Later, on “Earthlings”, she delivers that message outward to her listeners:
Don’t you know, Earthlings,
You can start again?
Simply press refresh
To begin again
Yet it’s rarely that simple. Near the album’s end, on the shapeshifting “Put It Down”, she equates “starting again” to “penitence” but acknowledges that “gather[ing] up all my woes” and “throw[ing] it down” is an essential step toward freedom. We are dogged by our past—the pain that has been inflicted on us, the wrong decisions and compromises we’ve made—so our past needs to be reckoned with if any foundational moment of liberation is to echo forward to eternity.
In this way, Rae posits liberation must stretch backward through time, so that the indignations and injustices suffered by past generations—specifically past generations of Black women—do not weigh on current generations.
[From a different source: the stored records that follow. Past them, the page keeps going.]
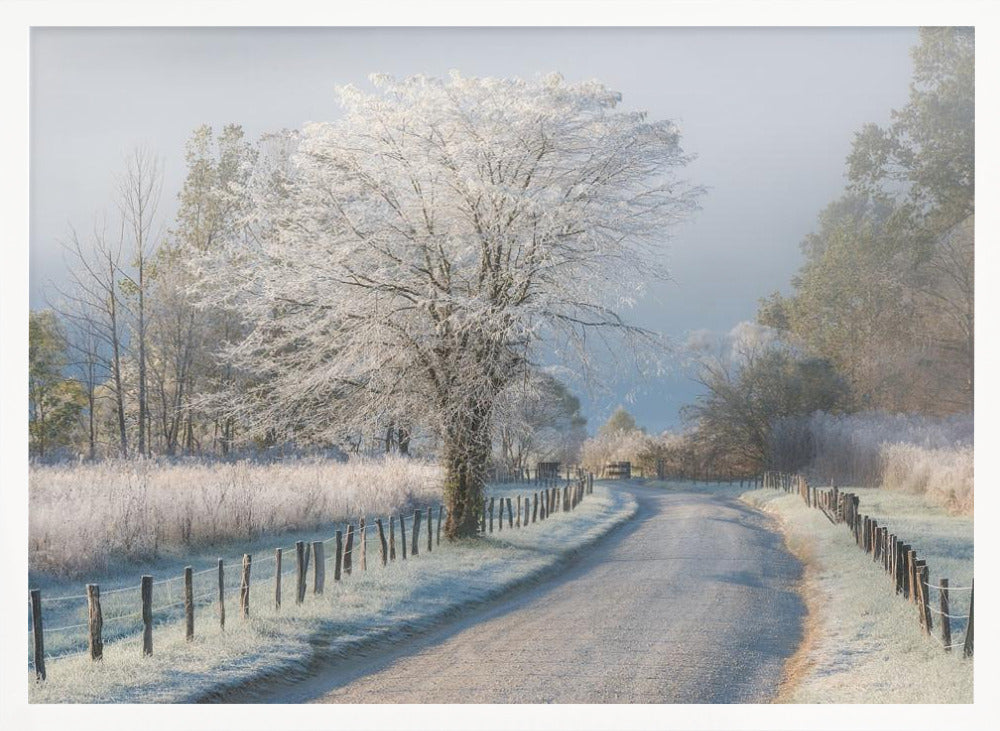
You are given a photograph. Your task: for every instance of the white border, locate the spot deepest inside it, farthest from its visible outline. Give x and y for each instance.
(15, 20)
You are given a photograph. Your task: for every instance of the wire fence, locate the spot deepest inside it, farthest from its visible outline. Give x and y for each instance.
(80, 624)
(908, 574)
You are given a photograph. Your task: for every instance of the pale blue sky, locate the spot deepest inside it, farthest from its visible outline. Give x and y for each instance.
(769, 112)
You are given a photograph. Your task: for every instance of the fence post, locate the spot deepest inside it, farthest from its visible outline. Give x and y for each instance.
(430, 530)
(904, 570)
(349, 550)
(146, 593)
(245, 587)
(945, 611)
(363, 537)
(319, 570)
(383, 547)
(300, 572)
(338, 555)
(188, 604)
(222, 596)
(38, 633)
(95, 622)
(277, 579)
(967, 645)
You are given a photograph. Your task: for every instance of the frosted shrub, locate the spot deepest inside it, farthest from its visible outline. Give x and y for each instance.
(921, 455)
(85, 517)
(945, 476)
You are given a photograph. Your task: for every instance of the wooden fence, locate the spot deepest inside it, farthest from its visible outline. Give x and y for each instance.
(349, 551)
(908, 574)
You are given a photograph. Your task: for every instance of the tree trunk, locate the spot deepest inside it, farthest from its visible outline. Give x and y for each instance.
(465, 458)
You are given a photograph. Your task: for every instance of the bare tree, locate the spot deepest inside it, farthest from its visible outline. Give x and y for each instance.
(93, 306)
(421, 252)
(139, 190)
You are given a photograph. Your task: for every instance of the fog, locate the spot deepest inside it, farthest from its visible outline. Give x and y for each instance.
(770, 113)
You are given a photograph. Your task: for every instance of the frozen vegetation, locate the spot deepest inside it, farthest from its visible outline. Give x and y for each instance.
(863, 643)
(84, 518)
(915, 454)
(380, 604)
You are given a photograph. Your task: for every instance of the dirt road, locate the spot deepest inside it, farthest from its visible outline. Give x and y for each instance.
(691, 602)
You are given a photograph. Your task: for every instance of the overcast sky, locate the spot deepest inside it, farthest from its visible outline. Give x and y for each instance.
(770, 113)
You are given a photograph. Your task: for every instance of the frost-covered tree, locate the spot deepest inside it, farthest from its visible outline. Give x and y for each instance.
(420, 251)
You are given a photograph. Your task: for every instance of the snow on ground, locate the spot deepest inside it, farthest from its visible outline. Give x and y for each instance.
(864, 644)
(377, 605)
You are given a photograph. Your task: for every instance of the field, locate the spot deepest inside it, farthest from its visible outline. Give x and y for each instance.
(376, 605)
(864, 644)
(87, 519)
(919, 455)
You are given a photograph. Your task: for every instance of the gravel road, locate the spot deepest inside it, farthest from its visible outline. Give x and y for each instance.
(691, 602)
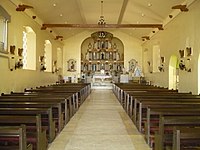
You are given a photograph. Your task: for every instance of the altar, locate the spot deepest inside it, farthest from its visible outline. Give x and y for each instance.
(101, 81)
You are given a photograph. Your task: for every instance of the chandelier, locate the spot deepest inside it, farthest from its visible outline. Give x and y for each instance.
(102, 22)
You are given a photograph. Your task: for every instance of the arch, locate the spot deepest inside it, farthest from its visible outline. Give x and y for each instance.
(199, 74)
(29, 48)
(59, 58)
(48, 55)
(173, 78)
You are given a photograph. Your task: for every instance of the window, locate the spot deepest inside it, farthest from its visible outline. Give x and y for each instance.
(4, 19)
(29, 49)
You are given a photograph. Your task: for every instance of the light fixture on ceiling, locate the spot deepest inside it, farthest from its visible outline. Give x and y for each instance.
(102, 22)
(102, 19)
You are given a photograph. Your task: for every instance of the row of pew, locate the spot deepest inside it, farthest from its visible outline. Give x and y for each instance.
(31, 120)
(168, 119)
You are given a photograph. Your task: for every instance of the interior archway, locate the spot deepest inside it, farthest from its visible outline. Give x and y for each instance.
(173, 74)
(199, 74)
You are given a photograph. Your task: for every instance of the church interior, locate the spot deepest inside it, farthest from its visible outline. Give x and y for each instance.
(99, 74)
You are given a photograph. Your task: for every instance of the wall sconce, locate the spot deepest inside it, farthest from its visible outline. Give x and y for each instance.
(42, 63)
(19, 64)
(185, 65)
(161, 67)
(42, 67)
(189, 51)
(55, 69)
(12, 63)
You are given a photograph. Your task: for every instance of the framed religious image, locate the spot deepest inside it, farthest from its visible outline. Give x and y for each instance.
(71, 65)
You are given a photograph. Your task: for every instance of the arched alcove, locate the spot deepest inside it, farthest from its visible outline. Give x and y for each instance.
(48, 55)
(173, 77)
(29, 48)
(199, 74)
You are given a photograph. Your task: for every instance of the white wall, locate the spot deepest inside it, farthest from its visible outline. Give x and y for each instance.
(19, 79)
(181, 32)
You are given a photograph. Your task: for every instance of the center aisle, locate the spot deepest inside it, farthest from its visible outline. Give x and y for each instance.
(100, 124)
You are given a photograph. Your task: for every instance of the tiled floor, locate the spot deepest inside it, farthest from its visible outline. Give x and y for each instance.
(100, 124)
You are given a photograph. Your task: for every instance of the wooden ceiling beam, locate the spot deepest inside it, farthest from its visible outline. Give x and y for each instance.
(45, 26)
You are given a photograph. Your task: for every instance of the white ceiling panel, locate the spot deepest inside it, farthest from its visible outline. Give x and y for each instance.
(114, 11)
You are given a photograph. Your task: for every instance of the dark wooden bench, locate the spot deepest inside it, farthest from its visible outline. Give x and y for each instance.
(186, 138)
(14, 132)
(152, 116)
(164, 136)
(36, 135)
(57, 101)
(46, 115)
(58, 114)
(161, 103)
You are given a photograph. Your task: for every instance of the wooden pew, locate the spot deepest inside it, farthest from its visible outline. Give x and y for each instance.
(56, 107)
(59, 102)
(35, 134)
(154, 113)
(161, 103)
(186, 138)
(17, 132)
(166, 124)
(136, 101)
(45, 112)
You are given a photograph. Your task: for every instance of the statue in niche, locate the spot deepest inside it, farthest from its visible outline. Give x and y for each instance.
(102, 55)
(71, 65)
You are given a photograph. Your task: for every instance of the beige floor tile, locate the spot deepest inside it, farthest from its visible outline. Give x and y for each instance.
(100, 124)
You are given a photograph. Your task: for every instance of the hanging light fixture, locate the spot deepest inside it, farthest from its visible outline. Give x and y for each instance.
(102, 19)
(101, 22)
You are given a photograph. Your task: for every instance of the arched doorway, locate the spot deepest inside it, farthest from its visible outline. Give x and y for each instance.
(173, 72)
(199, 74)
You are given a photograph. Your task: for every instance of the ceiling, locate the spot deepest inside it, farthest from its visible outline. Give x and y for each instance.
(114, 12)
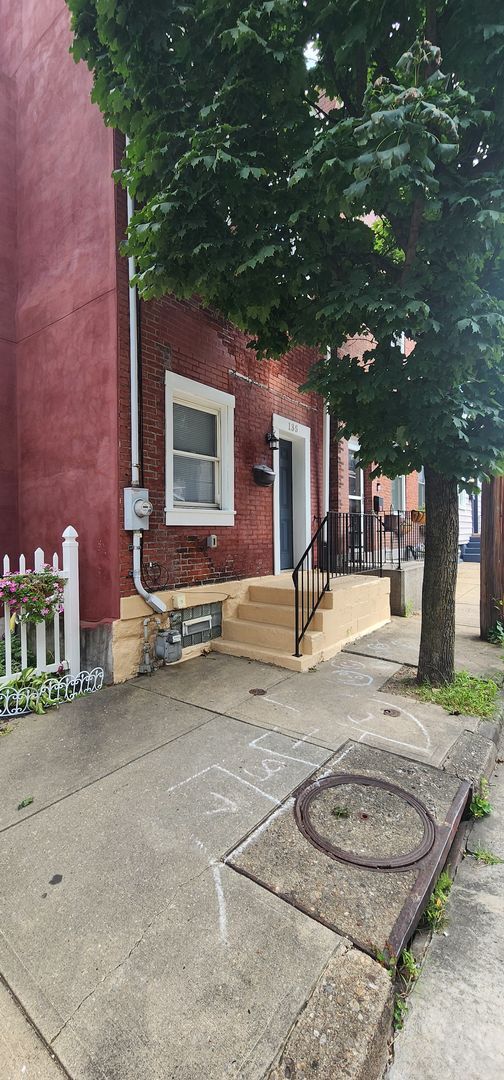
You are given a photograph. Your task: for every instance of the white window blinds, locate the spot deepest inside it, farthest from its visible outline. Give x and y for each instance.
(195, 456)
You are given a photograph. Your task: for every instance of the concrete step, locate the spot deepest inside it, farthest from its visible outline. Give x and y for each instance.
(264, 656)
(270, 636)
(280, 615)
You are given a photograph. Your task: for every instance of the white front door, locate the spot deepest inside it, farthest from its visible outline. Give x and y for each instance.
(293, 477)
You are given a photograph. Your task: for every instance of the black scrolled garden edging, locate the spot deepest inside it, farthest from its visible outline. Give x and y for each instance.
(389, 863)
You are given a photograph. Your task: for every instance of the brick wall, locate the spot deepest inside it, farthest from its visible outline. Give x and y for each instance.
(185, 338)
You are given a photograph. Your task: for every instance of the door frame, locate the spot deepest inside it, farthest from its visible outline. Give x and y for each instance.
(299, 435)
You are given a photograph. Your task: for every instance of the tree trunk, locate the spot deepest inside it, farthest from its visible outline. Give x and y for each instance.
(492, 554)
(437, 643)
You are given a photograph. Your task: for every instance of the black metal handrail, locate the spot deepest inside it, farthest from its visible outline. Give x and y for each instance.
(342, 544)
(352, 543)
(308, 595)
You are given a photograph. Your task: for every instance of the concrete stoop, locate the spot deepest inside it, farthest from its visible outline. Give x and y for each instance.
(263, 625)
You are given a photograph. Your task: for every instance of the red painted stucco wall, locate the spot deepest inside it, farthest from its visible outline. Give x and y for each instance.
(66, 306)
(9, 536)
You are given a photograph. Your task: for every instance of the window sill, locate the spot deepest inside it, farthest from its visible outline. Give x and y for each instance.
(188, 516)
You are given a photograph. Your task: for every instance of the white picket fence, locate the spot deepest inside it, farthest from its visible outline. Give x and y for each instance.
(71, 653)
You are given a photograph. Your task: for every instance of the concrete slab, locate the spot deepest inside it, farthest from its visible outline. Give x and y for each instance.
(472, 757)
(377, 908)
(214, 680)
(82, 881)
(455, 1023)
(342, 699)
(399, 642)
(454, 1027)
(50, 756)
(23, 1056)
(210, 989)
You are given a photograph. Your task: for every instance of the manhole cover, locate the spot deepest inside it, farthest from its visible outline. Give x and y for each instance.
(365, 821)
(356, 862)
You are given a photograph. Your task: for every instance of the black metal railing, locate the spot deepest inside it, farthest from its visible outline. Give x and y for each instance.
(352, 543)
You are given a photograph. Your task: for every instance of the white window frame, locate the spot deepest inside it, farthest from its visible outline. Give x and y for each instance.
(354, 445)
(402, 509)
(181, 391)
(421, 483)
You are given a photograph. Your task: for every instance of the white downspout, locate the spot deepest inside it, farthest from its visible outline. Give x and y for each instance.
(326, 453)
(154, 602)
(326, 458)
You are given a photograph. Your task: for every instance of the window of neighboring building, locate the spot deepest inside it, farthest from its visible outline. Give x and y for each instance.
(200, 454)
(398, 493)
(355, 478)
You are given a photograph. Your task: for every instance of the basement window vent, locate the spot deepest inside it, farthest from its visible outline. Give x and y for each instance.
(196, 625)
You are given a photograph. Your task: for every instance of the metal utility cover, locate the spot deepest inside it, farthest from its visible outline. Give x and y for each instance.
(359, 845)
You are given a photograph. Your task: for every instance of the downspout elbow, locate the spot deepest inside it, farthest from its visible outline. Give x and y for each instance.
(153, 602)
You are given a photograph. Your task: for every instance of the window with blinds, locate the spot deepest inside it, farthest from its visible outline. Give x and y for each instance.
(195, 456)
(200, 453)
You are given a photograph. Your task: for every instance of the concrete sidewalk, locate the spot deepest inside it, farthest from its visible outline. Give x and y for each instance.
(455, 1022)
(134, 950)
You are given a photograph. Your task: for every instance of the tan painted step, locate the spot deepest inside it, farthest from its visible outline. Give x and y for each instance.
(270, 636)
(264, 656)
(280, 615)
(272, 594)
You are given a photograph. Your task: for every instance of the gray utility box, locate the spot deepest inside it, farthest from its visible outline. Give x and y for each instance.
(168, 646)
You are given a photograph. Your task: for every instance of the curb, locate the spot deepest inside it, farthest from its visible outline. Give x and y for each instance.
(473, 756)
(344, 1028)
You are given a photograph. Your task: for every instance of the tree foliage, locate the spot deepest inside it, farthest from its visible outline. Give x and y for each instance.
(357, 193)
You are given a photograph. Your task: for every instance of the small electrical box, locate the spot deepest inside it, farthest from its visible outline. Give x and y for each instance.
(168, 646)
(137, 509)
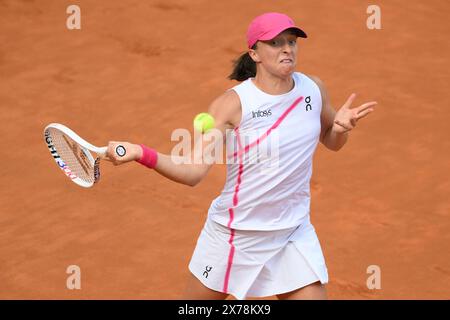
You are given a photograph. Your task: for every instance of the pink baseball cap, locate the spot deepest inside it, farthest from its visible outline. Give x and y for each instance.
(268, 25)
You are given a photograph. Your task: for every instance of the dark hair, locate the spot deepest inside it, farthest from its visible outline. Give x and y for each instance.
(243, 67)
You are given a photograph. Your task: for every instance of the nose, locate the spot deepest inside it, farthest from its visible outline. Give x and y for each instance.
(286, 47)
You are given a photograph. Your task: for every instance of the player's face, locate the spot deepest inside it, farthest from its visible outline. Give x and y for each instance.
(278, 55)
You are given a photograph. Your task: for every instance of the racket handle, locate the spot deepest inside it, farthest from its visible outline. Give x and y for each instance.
(101, 151)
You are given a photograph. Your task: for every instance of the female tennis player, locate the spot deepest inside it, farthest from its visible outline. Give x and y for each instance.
(258, 239)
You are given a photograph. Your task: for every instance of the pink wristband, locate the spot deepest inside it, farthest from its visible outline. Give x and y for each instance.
(149, 157)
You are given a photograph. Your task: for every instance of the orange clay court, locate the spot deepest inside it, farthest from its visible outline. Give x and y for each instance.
(133, 73)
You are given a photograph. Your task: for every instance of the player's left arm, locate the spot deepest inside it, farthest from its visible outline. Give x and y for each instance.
(335, 126)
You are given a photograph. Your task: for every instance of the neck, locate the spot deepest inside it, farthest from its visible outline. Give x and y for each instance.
(272, 84)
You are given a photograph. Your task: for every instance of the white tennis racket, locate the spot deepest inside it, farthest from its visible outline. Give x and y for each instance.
(73, 154)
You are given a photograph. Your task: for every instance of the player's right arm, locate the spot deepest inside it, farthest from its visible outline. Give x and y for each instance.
(190, 169)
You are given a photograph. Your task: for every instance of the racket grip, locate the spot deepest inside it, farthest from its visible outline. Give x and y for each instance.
(149, 157)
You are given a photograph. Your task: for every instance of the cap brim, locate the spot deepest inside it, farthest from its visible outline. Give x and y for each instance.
(298, 32)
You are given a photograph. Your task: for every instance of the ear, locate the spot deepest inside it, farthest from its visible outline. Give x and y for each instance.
(254, 55)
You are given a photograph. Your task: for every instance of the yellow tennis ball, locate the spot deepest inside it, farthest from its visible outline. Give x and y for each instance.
(204, 122)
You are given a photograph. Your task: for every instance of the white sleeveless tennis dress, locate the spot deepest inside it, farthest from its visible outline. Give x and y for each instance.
(258, 240)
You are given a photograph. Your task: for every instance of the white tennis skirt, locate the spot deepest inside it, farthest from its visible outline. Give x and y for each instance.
(247, 263)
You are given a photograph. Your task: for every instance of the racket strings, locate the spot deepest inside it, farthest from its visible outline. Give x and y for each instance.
(75, 162)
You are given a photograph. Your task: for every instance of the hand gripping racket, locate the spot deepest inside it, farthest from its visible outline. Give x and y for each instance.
(73, 154)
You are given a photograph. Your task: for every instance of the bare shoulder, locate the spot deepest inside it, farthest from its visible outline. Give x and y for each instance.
(316, 80)
(226, 109)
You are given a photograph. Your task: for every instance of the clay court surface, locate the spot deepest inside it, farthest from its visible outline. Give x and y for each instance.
(137, 70)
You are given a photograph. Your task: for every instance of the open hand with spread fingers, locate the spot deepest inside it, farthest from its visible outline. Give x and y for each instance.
(346, 117)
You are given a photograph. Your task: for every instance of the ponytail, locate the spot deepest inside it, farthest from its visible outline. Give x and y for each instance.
(243, 68)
Evoking Martin Luther King, Jr.’s assertion about history and justice, Rae sings on “A Spell, a Prayer” against what sounds like a ticking clock, “We long to arc our arm/ Through history/ To unpick every thread”. (It’s worth observing here that a rainbow is, of course, an arc.) It is Rae’s mission to honor those who found a way to live as freely as possible in a corrupt world and better understand their regrets and sacrifices so that freedom today is a less compromised notion.
For example, that lead single posted above (“New York Transit Queen”) is inspired by this picture of Audrey Smaltz, a fashion show industry icon who won the title of New York Transit Queen in 1957:
“She gets her rides for free!” Rae shouts during the song, celebrating how Smaltz used her beauty and sex appeal to go anywhere she wanted in NYC. But on the following song, “He Will Follow You With His Eyes”, Rae shows how this power—dependent on being able to attract the leering attention of men—comes with a cost (“I don’t want to leave myself behind/ Vanishing into a girl that I don’t recognize”). It’s a double-edged form of freedom. Rae respects those who find a way to use it to their advantage, but she also resents that this is a game women so often have to play.
The album’s penultimate song, “Peach Velvet Sky” (see Exit Music) is a tribute to Harriet Jacobs (pictured below) a woman born into slavery in the early 1800s. As a young woman, Jacobs was sexually harassed by her enslaver. Fearing she would be sold if she did not submit to him but not wanting to abandon her children by running away, Jacobs hid in a crawlspace beneath the roof of her grandmother’s house for seven long years. Eventually she was able to escape to the north and reunite with her children. Her autobiography, Incidents in the Life of a Slave Girl, is now considered an American classic.
“Peach Velvet Sky”, a spare piano ballad that stands in stark contrast to the rest of the album, honors a woman who, as Rae explains in an interview, “made a prison for herself, but through that prison…created the conditions for safe escape.” It is also Rae reaching back through the arc of history to provide Jacobs with the solace that should have been hers from birth. The song is neither celebratory nor mournful. Knowing full well there are freedoms people shouldn’t have to earn, freedoms that shouldn’t come with a trade-off, freedoms you shouldn’t have to second guess, freedoms that shouldn’t be paired with agony and shame, “Peach Velvet Sky” is instead what so many people navigating impossible situations need: Grace.